Nuclear War in the UK
- Author: Taras Young
- Subject: Nuclear war
- Genre: Nonfiction
- Publisher: Four Corners Books
- Publication date: October 2019
- Pages: 132
- ISBN: 978-1-909829-16-9

= Nuclear War in the UK =

2019 non-fiction book by Taras Young

Nuclear War in the UK is a 2019 non-fiction book by British historian and researcher Taras Young. It is a history of official British public information documents and guidance prepared in case of nuclear attack, drawn from the author's collection. The book charts the development of public information campaigns, such as posters, pamphlets and propaganda, from the dropping of nuclear weapons on Hiroshima and Nagasaki in 1946 up to the end of the Cold War in the early 1990s.

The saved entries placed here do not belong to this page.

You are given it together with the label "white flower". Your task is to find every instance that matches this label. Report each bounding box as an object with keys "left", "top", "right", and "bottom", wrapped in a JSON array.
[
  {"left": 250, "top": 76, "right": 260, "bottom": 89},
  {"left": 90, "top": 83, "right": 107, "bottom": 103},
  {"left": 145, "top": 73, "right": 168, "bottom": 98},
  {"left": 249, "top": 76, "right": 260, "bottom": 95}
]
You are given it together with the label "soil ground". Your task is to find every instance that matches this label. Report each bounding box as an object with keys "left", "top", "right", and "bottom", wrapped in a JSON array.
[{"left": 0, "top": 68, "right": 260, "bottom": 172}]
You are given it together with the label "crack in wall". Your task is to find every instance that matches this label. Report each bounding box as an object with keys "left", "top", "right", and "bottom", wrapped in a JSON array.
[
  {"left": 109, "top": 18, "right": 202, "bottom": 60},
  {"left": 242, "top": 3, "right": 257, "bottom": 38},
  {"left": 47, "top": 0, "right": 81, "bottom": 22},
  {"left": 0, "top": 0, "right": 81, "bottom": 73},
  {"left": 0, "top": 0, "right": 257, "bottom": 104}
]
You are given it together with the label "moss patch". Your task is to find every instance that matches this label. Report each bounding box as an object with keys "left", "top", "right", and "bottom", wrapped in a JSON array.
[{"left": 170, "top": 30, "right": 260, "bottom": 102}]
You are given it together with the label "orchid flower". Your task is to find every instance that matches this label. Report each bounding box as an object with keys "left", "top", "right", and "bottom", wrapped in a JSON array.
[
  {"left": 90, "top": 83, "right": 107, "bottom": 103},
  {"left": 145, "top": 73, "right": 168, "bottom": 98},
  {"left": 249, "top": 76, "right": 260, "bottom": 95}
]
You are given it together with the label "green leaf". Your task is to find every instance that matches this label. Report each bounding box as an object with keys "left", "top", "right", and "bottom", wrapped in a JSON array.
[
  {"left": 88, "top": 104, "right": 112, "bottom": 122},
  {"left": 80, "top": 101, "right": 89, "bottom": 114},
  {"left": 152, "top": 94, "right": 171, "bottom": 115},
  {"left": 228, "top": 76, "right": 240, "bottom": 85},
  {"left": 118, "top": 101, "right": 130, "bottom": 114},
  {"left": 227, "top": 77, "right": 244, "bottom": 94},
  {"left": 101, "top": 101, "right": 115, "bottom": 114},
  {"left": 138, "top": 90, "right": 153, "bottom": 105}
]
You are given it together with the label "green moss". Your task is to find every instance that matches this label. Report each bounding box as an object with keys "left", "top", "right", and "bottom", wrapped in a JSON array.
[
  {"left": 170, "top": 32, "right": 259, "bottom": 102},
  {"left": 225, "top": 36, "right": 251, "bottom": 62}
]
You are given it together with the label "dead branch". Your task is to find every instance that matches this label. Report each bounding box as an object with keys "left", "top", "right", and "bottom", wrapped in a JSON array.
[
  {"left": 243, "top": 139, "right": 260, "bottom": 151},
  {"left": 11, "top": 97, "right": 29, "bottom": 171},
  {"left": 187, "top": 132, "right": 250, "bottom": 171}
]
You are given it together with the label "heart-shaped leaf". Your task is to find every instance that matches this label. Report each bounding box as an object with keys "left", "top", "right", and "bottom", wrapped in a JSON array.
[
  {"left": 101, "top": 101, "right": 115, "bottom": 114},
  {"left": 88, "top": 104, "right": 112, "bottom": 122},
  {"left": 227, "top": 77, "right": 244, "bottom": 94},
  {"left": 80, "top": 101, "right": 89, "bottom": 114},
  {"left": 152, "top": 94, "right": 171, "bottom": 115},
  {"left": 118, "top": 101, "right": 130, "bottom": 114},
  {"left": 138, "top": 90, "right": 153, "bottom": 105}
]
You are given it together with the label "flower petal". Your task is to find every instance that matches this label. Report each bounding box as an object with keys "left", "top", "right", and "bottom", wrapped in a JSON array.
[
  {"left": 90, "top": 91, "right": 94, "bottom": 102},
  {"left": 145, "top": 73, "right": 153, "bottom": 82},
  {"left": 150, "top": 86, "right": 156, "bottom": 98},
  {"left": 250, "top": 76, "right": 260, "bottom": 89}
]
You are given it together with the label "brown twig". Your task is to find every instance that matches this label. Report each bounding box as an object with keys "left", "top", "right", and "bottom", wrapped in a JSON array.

It includes detailed accounts of the creation of official guidance by the Home Office, including the Protect and Survive campaign in the 1970s and 1980s. It also includes materials produced by local authorities, as well as privately created publications such as Protect and Survive Monthly magazine and advertisements for nuclear bunkers.

The book was published as part of Four Corners Books' Irregulars series of books about modern British visual culture.

==Critical reception==
Response to Nuclear War in the UK was positive, with popular media citing the book's accessible take on the subject matter, and specialist publications praising its new take on the subject and previously unseen material. In its review of the book, the Morning Star called it "entertaining, informative and chilling", adding that it "offers a startling insight into the government's attitude to its citizens". Broadcaster Iain Lee praised the book on his Talksport radio show, calling it "fascinating, terrifying, and strangely comforting to see all this stuff gathered in one place".

In his review of the book, Fortean Times editor David Sutton called it a "a handsome book with excellent reproductions of rarely seen material ... Young’s succinct account provides the necessary context". Specialist underground exploration magazine Subterranea said the book was a "welcome addition covering a new angle on the UK's preparation for the Cold War," adding: "Many of us lived through the period under analysis, but few would have been aware of the wide range of publications produced to protect the population."